I am sorry that I haven’t been blogging very much, but I’ve been busy since I accomplished NaBloPoMo at the end of November. Here’s what has been demanding my attention over the last couple months.

  • Rob and I celebrated Christmas and New Years in Berlin with my in-laws, which included lots of Hasir’s (once with the Fros), wonderfully delicious German home-cooked food, and memorable family time.
  • I edited a 260-page on dissertation on the uncanny in Stephen King’s It and Firestarter. I love scary movies and novels, so this was a delight to read. This project funded my newly acquired iPod Touch.
  • Grading! I worked through transitions homework, conclusions, in-class paragraphs, style (Lanham!) homework, presentations, and 350 grammar finals. Luckily for my sanity, the Language Centre tutors helped us grade the grammar finals.
  • I have started planning General Language Course (GLC) for next semester with my colleagues. We’re making some changes to the curriculum and I’m really excited about its new direction. I’ll be integrating NPR‘s This I Believe series into the course, and despite having taught it as a writing activity in freshman composition, it will need some tweaking for GLC, as the course is an integrated-skills English course.

I love blogging, I really do, but when I have other responsibilities, it must take the back burner because I need my life to be in balance. I made blogging a daily priority in November, and while I enjoyed the experience of daily blogging and cranked out some great posts, I know that many of them could have been better. I am a language and writing teacher who absolutely loves writing, and I want this blog to reflect this passion (more on that in a future post).

I knew this even as I was writing some of those posts, but when I came across a very inspiring blog post on Merlin Mann‘s personal blog, Kung Fu Grippe, I was reminded of my feeling of inadequacy. This post is called simply “Better” and it is a manifesto on what is personally disappointing about this technolocial age that we live in. It is a challenge to be more real, to focus on producing the best that I can, every time, even when it takes longer than I might have originally wanted.

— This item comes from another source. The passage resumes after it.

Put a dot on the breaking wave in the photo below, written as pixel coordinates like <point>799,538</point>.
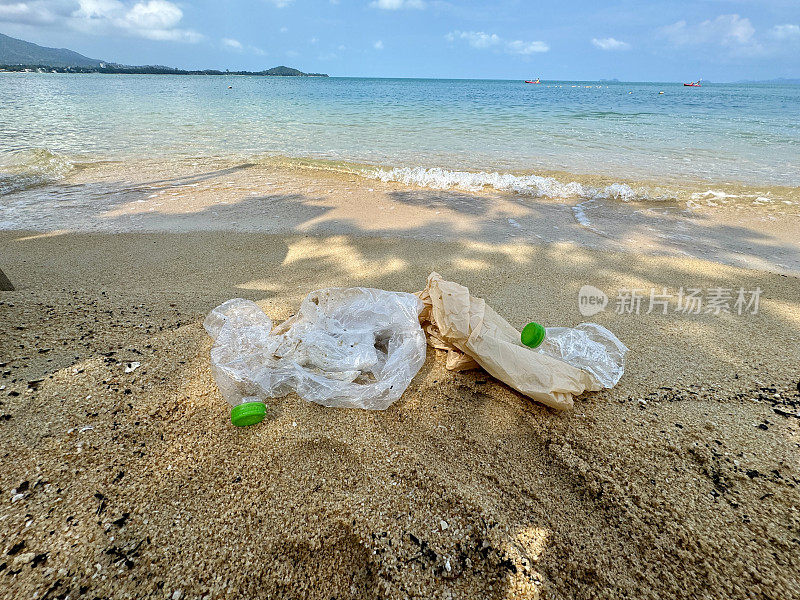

This means several things for my blogging. I want to practice the craft of writing instead of just writing more regularly (more editing time). I want to include lots of relevant links in my posts because I love the “hypertext” part of the internet and I want to harness it in my blogging (more reading/research time). I want to “bring some art to it.” I want to “demand personal focus on making good things.”